Each canvas is born outdoors, painted on location in the rivers, mountains, and forests of the Pacific Northwest. Nature is the only living force that exists beyond our invention. It is older than language, older than culture, and older than the systems we build to categorize ourselves. It holds a power that is both personal and unreachable. My work is about people because it is not made of people; the landscape carries human emotion with more honesty than humans do.
I paint outdoors because I need resistance. I need something that does not care about my comfort or my control. My process depends on exposure. I live nomadically, carrying my work into these places—camping for days at a time, letting weather, light, and silence push their way into the painting with the same authority as my own hand.

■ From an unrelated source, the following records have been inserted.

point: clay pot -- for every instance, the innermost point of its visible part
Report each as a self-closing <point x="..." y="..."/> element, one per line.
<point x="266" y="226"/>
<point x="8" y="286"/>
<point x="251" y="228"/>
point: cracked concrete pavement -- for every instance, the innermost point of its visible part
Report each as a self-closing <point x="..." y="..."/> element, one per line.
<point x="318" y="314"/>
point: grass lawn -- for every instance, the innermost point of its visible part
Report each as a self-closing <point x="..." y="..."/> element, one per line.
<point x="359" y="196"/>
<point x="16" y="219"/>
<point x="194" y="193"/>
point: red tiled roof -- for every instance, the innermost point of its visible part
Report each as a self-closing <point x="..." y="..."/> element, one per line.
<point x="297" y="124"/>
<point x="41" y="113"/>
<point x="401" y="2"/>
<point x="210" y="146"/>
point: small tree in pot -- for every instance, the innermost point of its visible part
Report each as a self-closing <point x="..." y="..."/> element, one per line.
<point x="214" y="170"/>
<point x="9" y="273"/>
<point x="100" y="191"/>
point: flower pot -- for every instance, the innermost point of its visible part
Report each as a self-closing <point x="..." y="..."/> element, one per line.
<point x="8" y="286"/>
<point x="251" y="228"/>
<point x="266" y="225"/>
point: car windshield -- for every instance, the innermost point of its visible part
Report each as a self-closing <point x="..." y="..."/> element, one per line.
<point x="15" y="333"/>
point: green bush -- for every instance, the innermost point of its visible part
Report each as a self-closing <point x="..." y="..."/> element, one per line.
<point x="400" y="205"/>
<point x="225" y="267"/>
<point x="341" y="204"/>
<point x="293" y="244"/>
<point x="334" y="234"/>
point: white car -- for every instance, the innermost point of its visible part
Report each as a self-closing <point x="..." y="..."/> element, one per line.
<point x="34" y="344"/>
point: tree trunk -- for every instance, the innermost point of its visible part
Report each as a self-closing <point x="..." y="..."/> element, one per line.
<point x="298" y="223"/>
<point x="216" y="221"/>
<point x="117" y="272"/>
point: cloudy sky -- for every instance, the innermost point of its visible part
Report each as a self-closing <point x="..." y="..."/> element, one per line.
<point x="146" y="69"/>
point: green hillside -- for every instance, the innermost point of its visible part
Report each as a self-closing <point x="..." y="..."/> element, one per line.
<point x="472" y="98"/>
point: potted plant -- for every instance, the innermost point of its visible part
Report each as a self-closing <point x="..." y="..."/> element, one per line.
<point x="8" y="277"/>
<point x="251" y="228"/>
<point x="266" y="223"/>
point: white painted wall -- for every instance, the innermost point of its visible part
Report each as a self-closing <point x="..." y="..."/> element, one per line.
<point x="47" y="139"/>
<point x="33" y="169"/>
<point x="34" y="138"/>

In the cold and the isolation, painting and survival become inseparable. I do not treat nature as a subject; I meet it as an equal force.
Spray paint and acrylics allow me to work at the speed of experience. Spray paint carries the history of rebellion—the urge to mark the world, to claim identity, and to reject invisibility. Bringing it into the wilderness creates a living tension with the land that traditional materials cannot hold. It allows for instinct, immediacy, and risk.
My practice leans into a raw version of Romanticism—a rebellion against the flattening of the spirit and the easy numbness of modern life. I am not trying to make an image of a place; I am trying to capture a presence. Something that carries the charge of being inside the world rather than separate from it. My paintings are part wilderness, part human experience, and part survival. They are how I navigate the world and how I give something back that’s authentically human.